The Sadistic Baron Von Klaus (1962), with its gorgeous black & white cinematography, courtesy of Godofredo Pacheco (The Awful Dr. Orlof, The Carpet of Horror), tells the story of a small French village being plagued by a series of sadistic murders. The police investigation centers on Baron von Klaus (Howard Vernon) and his family, who reside in a nearby castle. But, some of the townsfolk are terrified that the murderer may, in fact, be the ghost of the Baron’s descendant: the 15th century Baron von Klaus who was cursed by his father to walk the marshy land forever for his awful deeds.The above description could easily be from a Hammer film of the ‘60s (minus the black & white cinematography), yet Hammer’s brand of horror was too tame for Franco, who infused his films — even at this early stage — with rather more disturbing elements. In one scene of Von Klaus, the black-gloved killer strips a woman naked, lashes her with a whip, and then strings her up and rapes her right before our eyes. Hammer would have never gotten such a scene past Sir James Carreras, let alone the British censors. Even though Franco mitigates the gratuitousness of it by cutting the live sound and leaving it to play like an expressionistic music video, the scene is still pretty shocking for 1962. Howard Vernon, Franco’s favorite villain, is appropriately creepy as Baron Von Klaus. His capability to be both menacing and sympathetic gives Franco the ability to make us wonder whether he is the real villain or not, something that Franco exploits in order to prolong the mystery. One of Franco’s other obsessions were extremely beautiful women, and there is no shortage of them in Von Klaus; even if none of them are as memorable as his later muses, Lina Romay and Soledad Miranda. But, undeniably, the film’s main attractions are the stark, noir-like cinematography and the highly atmospheric Gothic set pieces — the Baron’s old castle, complete with cobwebs and torture dungeon, and the eerily empty cobblestone streets of the old town, with a woman’s frantic footsteps echoing in the night.
Kino and Redemption Films have done their usual minimalist restoration for this release of Baron Von Klaus. That’s not a criticism, for, while white specs and other debris can dominate the texture in places, and a slightly annoying vertical line intrudes on the left side of the frame for the first few minutes of the film, the print, overall is in very decent shape. Most importantly, the film grain looks natural, and there are no signs of edge sharpening or DNR filtering. Yet, the image overall has a nice crispness and richness of detail. It’s not always perfectly stable, but there is nothing terribly wrong with this presentation either.

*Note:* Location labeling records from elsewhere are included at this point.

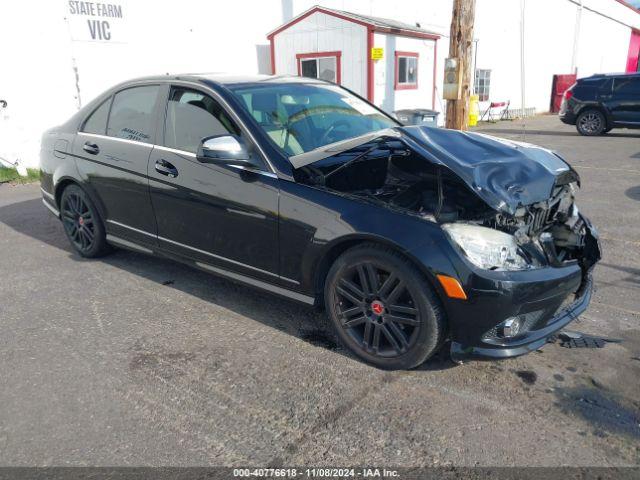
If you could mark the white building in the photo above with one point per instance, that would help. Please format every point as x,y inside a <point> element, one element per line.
<point>392,64</point>
<point>59,54</point>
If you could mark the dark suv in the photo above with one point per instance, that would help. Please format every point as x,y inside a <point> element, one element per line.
<point>599,103</point>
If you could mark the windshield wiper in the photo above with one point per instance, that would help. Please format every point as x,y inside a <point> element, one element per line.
<point>350,162</point>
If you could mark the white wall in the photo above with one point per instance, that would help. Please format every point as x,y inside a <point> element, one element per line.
<point>38,79</point>
<point>325,33</point>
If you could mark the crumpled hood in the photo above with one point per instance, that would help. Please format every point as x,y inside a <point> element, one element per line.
<point>505,174</point>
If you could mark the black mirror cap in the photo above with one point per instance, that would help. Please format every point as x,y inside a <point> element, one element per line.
<point>224,149</point>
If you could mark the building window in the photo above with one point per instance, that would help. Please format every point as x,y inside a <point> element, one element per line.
<point>482,84</point>
<point>322,65</point>
<point>406,70</point>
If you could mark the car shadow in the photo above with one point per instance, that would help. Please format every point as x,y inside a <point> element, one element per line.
<point>306,323</point>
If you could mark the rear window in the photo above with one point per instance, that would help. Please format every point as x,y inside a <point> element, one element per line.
<point>131,114</point>
<point>626,86</point>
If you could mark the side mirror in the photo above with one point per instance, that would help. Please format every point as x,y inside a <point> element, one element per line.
<point>224,149</point>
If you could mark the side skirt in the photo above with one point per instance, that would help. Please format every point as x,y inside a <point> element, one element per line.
<point>253,282</point>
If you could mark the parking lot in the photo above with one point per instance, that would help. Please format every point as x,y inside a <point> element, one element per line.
<point>133,360</point>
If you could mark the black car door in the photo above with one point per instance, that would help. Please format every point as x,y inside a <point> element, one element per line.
<point>223,216</point>
<point>113,148</point>
<point>624,102</point>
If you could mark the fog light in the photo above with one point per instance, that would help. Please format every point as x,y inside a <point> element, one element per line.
<point>511,327</point>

There is only one mono audio track, but it does the job admirably. Like the image, there was minimal restoration done to this original French track and that’s fine. The dialog and music come over crisply and with fine presence. There are optional English subtitles available.
The only extra feature with this release is the original theatrical trailer.

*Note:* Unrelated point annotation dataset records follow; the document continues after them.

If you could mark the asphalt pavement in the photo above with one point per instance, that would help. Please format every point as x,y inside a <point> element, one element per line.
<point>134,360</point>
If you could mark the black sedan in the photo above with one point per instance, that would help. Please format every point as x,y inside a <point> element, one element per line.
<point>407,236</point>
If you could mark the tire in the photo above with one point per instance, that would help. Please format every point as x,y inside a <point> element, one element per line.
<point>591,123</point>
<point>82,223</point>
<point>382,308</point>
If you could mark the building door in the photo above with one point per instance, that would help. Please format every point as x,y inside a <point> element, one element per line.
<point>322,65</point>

The Sadistic Baron Von Klaus may be rather mild-mannered Franco, but its stunning cinematography and potent atmosphere makes it worth seeking out and forming an opinion on. In later years, the Spanish maestro would become much more transgressive but, even at this early stage, there are some sadeian delights to be had. In any case, this Region A release from Kino Lorber and Redemption Films fills an important gap for Franco fans and cinephiles alike. Check it out!